1. Cohesin generates and stabilizes DNA loops to organize interphase chromatin into topological domains.

2. Random DNA strand passage activity of topo II can either remove or produce DNA entanglements within and across such topological domains. Juxtapositions of DNA segments within a loop can lead to the formation of knots (i), whereas juxtapositions of DNA segments belonging to nearby loops or adjacent domains can lead to the formation of intra‐ (ii) or inter‐molecular (iii) DNA interlinks.

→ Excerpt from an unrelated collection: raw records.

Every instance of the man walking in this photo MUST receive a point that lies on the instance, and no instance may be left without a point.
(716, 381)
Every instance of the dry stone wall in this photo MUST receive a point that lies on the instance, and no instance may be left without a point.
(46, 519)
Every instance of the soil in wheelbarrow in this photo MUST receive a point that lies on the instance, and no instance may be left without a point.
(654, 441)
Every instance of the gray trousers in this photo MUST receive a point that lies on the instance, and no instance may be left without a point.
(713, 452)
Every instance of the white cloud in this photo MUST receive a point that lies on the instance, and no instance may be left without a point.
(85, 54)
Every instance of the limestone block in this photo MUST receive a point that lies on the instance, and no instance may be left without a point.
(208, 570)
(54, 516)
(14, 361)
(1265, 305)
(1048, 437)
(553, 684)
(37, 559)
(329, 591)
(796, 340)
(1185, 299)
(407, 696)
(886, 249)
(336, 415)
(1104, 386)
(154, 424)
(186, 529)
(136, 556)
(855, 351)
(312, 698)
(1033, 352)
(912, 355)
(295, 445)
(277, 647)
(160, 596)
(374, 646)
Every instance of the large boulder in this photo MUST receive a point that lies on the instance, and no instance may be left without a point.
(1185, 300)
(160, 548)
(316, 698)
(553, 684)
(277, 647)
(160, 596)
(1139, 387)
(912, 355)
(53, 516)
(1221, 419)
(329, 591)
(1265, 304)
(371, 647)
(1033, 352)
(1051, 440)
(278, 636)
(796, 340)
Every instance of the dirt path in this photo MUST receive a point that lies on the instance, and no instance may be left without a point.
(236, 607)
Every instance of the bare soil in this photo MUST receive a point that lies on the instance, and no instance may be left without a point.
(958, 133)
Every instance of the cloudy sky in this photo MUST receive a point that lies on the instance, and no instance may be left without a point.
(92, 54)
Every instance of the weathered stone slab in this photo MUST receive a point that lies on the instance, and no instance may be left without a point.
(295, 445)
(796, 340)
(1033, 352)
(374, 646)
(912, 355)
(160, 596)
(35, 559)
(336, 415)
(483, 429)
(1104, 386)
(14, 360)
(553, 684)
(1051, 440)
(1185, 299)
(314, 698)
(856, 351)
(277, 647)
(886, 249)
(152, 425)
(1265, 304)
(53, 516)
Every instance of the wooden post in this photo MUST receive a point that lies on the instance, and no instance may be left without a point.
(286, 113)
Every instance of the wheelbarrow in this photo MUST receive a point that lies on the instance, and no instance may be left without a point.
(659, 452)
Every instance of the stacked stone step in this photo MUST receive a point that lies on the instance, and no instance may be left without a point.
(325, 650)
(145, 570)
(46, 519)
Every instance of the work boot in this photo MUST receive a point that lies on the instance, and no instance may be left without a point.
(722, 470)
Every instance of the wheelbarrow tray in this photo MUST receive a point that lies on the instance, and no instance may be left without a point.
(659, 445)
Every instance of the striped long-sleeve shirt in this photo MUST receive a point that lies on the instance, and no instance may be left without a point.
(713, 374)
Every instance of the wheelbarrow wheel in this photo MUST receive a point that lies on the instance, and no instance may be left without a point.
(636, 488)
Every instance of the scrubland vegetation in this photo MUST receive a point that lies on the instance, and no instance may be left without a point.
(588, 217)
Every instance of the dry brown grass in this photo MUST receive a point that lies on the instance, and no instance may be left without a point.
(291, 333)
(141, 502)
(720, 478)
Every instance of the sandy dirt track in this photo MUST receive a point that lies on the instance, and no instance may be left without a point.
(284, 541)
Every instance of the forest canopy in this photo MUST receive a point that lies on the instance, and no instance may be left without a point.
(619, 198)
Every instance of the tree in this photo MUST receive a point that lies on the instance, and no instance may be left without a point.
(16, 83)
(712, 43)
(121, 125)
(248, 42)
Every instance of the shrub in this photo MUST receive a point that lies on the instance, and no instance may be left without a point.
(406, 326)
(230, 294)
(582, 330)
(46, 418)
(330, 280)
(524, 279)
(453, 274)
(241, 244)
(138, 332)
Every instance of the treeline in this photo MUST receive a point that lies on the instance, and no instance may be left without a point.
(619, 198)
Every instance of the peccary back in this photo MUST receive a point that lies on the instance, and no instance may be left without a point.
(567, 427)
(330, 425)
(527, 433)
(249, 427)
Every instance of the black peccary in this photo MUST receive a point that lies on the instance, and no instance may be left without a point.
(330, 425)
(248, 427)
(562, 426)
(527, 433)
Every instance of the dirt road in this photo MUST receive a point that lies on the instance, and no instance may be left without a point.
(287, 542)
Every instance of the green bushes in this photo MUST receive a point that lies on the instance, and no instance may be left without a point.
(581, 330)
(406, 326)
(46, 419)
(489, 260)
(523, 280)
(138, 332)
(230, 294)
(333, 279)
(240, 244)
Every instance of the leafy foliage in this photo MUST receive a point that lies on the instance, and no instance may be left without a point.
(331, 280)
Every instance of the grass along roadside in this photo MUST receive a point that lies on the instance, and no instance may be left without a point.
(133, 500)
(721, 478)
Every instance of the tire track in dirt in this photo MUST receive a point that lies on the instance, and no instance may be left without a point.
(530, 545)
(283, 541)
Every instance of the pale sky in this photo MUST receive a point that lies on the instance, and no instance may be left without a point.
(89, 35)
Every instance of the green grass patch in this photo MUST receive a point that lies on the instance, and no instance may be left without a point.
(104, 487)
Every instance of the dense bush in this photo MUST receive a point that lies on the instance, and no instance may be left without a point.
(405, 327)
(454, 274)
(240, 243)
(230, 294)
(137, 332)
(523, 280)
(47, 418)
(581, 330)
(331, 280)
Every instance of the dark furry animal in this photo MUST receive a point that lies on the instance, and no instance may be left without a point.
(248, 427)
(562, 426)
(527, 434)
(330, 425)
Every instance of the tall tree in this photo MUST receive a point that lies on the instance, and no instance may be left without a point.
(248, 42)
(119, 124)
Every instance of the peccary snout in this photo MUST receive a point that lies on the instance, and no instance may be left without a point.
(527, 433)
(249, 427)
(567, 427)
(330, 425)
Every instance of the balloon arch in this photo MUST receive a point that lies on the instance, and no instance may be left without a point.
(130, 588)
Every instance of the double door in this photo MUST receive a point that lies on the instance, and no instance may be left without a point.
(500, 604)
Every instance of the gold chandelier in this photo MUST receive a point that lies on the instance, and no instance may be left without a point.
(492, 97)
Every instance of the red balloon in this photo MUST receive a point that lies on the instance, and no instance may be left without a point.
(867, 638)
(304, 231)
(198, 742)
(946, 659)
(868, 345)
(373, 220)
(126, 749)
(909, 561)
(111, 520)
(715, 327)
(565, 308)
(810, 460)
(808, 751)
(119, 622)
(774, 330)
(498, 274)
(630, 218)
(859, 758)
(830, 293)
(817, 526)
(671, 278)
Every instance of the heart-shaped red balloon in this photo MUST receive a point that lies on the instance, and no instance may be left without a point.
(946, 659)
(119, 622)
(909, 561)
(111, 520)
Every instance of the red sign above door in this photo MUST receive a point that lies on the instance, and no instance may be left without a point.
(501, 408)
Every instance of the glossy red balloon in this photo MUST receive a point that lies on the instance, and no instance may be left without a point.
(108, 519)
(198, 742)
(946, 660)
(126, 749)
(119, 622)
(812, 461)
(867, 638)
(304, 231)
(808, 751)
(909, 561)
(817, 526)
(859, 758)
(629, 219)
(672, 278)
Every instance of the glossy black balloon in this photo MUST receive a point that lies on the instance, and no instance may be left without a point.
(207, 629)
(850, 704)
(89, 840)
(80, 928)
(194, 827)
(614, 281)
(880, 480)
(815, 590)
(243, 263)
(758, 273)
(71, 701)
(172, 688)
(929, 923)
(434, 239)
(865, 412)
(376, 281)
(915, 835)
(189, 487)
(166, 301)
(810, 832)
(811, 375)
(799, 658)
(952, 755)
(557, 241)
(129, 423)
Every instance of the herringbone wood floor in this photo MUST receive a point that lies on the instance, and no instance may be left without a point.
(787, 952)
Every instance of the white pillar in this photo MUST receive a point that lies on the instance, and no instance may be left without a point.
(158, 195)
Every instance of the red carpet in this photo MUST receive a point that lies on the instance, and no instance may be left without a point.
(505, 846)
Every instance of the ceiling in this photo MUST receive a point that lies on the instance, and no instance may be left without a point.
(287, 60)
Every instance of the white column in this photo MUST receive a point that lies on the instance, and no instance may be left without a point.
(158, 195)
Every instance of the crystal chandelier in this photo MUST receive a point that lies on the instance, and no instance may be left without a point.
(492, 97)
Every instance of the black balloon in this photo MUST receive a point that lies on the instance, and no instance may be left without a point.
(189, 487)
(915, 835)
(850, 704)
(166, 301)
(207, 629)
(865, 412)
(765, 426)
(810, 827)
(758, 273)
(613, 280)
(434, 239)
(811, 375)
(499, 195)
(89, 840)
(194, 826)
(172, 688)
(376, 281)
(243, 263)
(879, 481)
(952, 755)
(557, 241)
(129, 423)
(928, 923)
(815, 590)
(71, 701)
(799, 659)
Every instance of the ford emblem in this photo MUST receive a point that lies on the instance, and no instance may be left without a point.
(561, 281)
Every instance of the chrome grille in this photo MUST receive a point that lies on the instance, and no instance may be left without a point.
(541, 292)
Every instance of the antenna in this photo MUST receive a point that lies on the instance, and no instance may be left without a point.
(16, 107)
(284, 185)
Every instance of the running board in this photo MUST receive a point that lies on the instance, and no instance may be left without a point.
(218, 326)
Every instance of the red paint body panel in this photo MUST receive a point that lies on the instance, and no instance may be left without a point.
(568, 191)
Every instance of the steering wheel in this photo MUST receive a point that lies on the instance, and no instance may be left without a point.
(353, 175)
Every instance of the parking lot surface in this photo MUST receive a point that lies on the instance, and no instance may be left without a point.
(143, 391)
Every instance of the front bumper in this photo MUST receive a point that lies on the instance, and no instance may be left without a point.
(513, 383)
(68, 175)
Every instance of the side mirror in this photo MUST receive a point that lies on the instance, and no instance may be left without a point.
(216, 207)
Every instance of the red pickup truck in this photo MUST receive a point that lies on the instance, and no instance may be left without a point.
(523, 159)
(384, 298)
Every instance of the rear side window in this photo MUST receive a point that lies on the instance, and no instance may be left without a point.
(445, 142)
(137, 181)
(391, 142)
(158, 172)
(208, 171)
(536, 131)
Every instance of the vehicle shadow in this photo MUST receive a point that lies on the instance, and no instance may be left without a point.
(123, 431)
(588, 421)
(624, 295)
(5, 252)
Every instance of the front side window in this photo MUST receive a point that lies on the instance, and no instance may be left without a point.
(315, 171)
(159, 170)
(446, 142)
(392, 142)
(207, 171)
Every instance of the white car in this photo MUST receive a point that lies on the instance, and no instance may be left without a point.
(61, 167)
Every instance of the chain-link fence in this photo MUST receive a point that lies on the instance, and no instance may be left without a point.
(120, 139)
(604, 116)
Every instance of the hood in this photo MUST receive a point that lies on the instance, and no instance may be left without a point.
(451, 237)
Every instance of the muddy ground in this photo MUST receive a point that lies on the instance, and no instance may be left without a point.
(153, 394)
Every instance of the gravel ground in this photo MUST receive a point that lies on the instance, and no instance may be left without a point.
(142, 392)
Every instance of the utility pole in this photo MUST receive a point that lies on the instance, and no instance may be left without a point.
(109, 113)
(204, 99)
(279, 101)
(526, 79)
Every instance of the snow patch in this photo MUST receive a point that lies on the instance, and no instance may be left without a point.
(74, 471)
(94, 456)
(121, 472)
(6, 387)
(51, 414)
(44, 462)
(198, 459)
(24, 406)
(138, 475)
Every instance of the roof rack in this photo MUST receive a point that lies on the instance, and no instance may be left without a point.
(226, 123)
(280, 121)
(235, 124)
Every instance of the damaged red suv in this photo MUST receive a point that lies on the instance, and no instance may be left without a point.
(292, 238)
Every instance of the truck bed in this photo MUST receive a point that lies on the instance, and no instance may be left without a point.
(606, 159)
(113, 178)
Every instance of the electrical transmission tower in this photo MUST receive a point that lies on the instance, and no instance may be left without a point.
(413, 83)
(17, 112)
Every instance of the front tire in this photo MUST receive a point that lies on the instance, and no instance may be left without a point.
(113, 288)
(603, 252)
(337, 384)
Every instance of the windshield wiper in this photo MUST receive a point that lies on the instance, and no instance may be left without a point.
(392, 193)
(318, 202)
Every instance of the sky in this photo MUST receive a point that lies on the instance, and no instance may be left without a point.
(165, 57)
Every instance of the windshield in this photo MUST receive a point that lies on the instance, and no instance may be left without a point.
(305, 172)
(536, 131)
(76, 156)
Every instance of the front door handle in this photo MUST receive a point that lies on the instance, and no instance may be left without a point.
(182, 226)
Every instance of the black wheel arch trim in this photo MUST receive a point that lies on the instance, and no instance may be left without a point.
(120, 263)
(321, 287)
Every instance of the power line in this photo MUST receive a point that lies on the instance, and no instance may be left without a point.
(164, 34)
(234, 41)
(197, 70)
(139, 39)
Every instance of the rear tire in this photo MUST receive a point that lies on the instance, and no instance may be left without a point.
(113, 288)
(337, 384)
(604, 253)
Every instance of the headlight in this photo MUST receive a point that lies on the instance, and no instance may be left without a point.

3. To minimize the occurrence of these entanglements, condensin might use its DNA loop extrusion activity to constrict intra‐ and inter‐molecular interlinks and so bias the DNA strand passage activity of topo II to remove them. This condensin function may operate during interphase to facilitate chromatin transactions and during cell division to enforce the removal of sister chromatid interlinks.